I will presume (perhaps wrongly) that that the probability that a specific word is in error within one document is
$\displaystyle p = \frac{3}{1000}$.

Such an assumption is at least consistent with the problem's constraints, given linearity of expectation.

Based on my presumption, the probability that the word is not in error is
$q = (1 - p).$

I am also going to assume (perhaps wrongly) that the distribution of errors within a document follows a Binomial Distribution,
specifically $\displaystyle \binom{n}{k}p^kq^{(n-k)}.$

Based on this assumed framework,

$$A = ~1 ~- ~\left[ \sum_{k=0}^7 \binom{1000}{k}p^kq^{1000 - k}\right].$$


Computation of $B$

Using an approach very similar to that in the previous section,
let $R = (1 - A)$.

Then

$$B = \sum_{k=0}^2 \binom{9}{k}A^k R^{9-k}.$$


Addendum
Responding to the comment question of Krrr:

...But what would $P(A \cap B)$ be? If they're independent events I can simply multiply the probabilities.

Describe a document as bad, rather than good, if the document contains at least 8 errors. I am using event B in the same way that you are. That is, event B represents the event that there are less than 3 bad documents among the first 9 documents examined. However, I am using event A in a manner totally different from how you are using it. I am using event A to represent the event that one specific document is bad.

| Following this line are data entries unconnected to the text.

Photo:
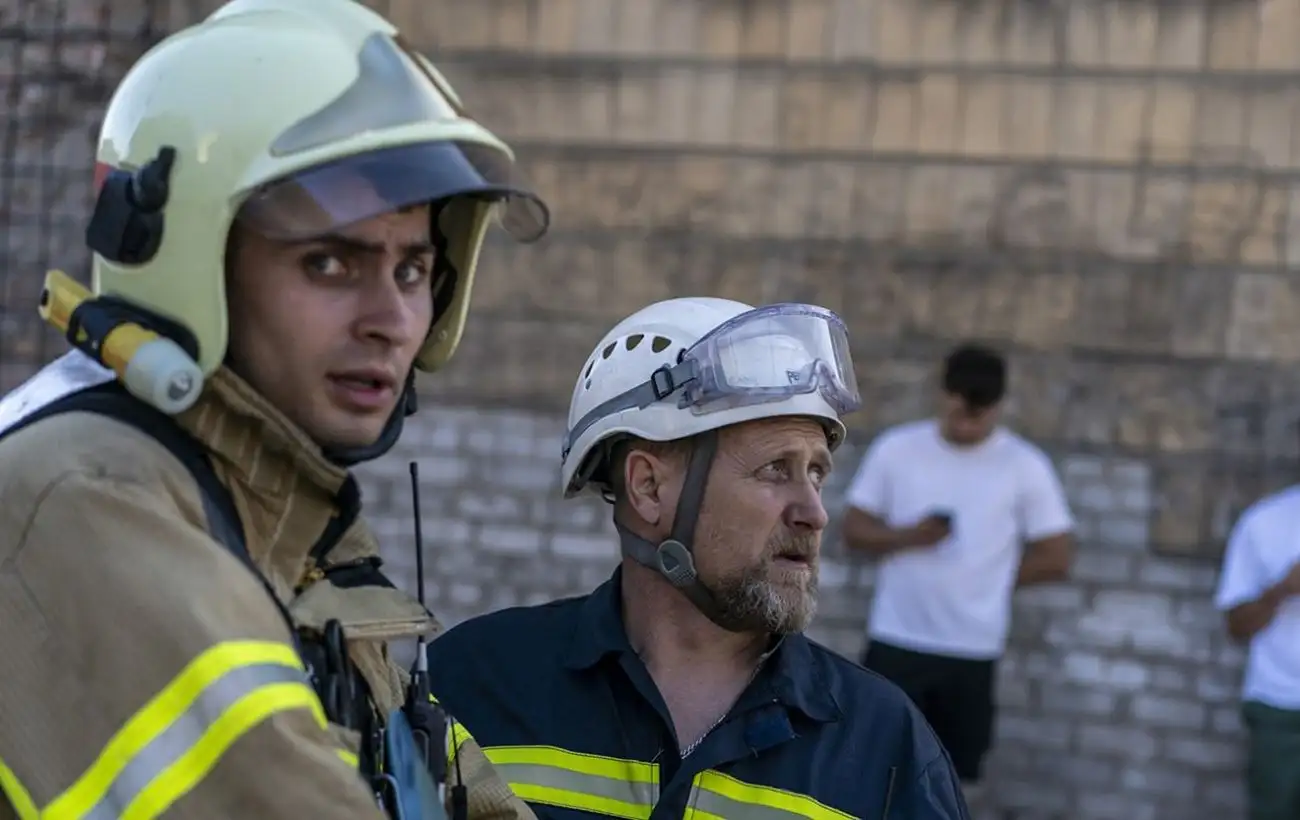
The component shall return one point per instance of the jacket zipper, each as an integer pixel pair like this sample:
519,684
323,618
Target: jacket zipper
893,775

You attempted to describe an event A to signify that there are 3 bad documents. This is an unworkable definition, because you are not specifying how many documents are being searched to uncover $3$ bad documents. Does event A signify that the first 3 documents examined are bad? Alternatively, does event A signify that at least 3 documents out of 1000 documents examined are bad?

There is no point in defining event A to represent that there are 3 or more bad documents among the first 9 documents examined, because that is simply the complement of the already defined event B.

So, you took a wrong turn in your analysis, using an unworkable definition for event A, and then took another wrong turn thinking that Bayes Theorem should be involved in the answer.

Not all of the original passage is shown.